Corriere Fiorentino

«L’errore? Pensare di dominare Roma da Siena»

L’ex sindaco Piccini, la banca e la politica: prima c’era una strategia per la città, poi arrivò Mussari...

- Marzio Fatucchi

 Adesso il rapporto con l’istituto si è rotto, da tempo i senesi dovrebbero pensare ad altro Speriamo solo che si mantenga un legame

«Alla fine ci siamo arrivati: il futuro di Banca Monte dei Paschi è di fatto una nazionaliz­zazione».

Pierluigi Piccini, ex sindaco di Siena, ex dirigente del Monte dei Paschi: come si sente, da senese, oggi?

«Quando nel ‘93 ci fu l’uscita del Tesoro dalle banche, provammo con alcuni grandi giuristi a riprendere in mano tutta la banca. Una serie di pressioni fortissime di Bankitalia e del ministero ci imposero la quotazione in Borsa, una privatizza­zione: ma la privatizza­zione vera non è mai stata portata avanti a Siena, né nelle nomine né nella cultura. Invece di aprirsi, la città si è chiusa, soprattutt­o quando ha gestito la Fondazione, diventata strumento di dominio e potere».

Scusi, ma anche lei ha governato Siena...

«Io non avevo questo impostazio­ne».

Lei era dato in pole per fare il presidente della banca, dopo il suo mandato da sindaco.

«Non me l’hanno fatto fare perché avevo una visione diversa dei rapporti di potere. E per questo poi fu espulso nel 2004 dal partito (i Ds, ndr)».

Quando iniziano i rapporti tra Giuseppe Mussari e Banca Mps, Mussari viene considerat­o vicino a lei.

«Non ho mai nominato Mussari da nessuna parte. Ma siamo ancora qui? Mussari mi sostituisc­e, mi fanno fuori, mi espellono dal partito: ma di che parliamo (urla, ndr)! Il disastro non l’ho fatto io, ho lasciato la fondazione nel 2001 che valeva 11 miliardi di euro di patrimonio. Ora 400 milioni».

Allora proviamo a capire quando inizia questo declino, quando nasce questa crisi.

«Inizia con Mussari presidente della Fondazione. Siamo nel 2004: imposta un discorso di dominio nei confronti della realtà. Le classi dirigenti precedenti, a cui appartengo, non dominavano. Erano egemoniche, sì, ma perché avevano una strategia per città, il territorio e la banca. Dal 2004 parte il dominio per il potere. Fanno il miglior bilancio della storia nel 2007, proprio portando tutto (asset, plusvalenz­e) “in evidenza”. E poi succederà tutto il resto, a partire dall’operazione Antonvenet­a. La fondazione che si concentra tutta sulla banca».

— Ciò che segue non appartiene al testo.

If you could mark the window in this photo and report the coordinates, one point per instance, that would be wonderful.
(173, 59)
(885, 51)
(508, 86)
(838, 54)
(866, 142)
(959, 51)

Negli anni precedenti la crisi, tra i membri del Cda della fondazione si trovavano solo o quasi maestri, enologi, ex carabinier­i...

«Le prime nomine della fondazione sono del 2001 e le fa l’allora sindaco Maurizio Cenni. Lì inizia il controllo locale e la chiusura localistic­a. Invece di aprirsi, la città si chiude con soggetti funzionali al dominio. Viene ripartita una infinità di denaro per dominare la realtà. Hanno avuto la pretesa persino di dominare Roma da Siena, che errore».

Mps, nazionaliz­zata, resterà senese in qualche modo?

«Il rapporto con la banca si è rotto, i senesi dovrebbero pensare ad altro, da tempo. Speriamo solo che si mantenga un collegamen­to con la città, e che ci sia un ragionamen­to corretto sui dipendenti».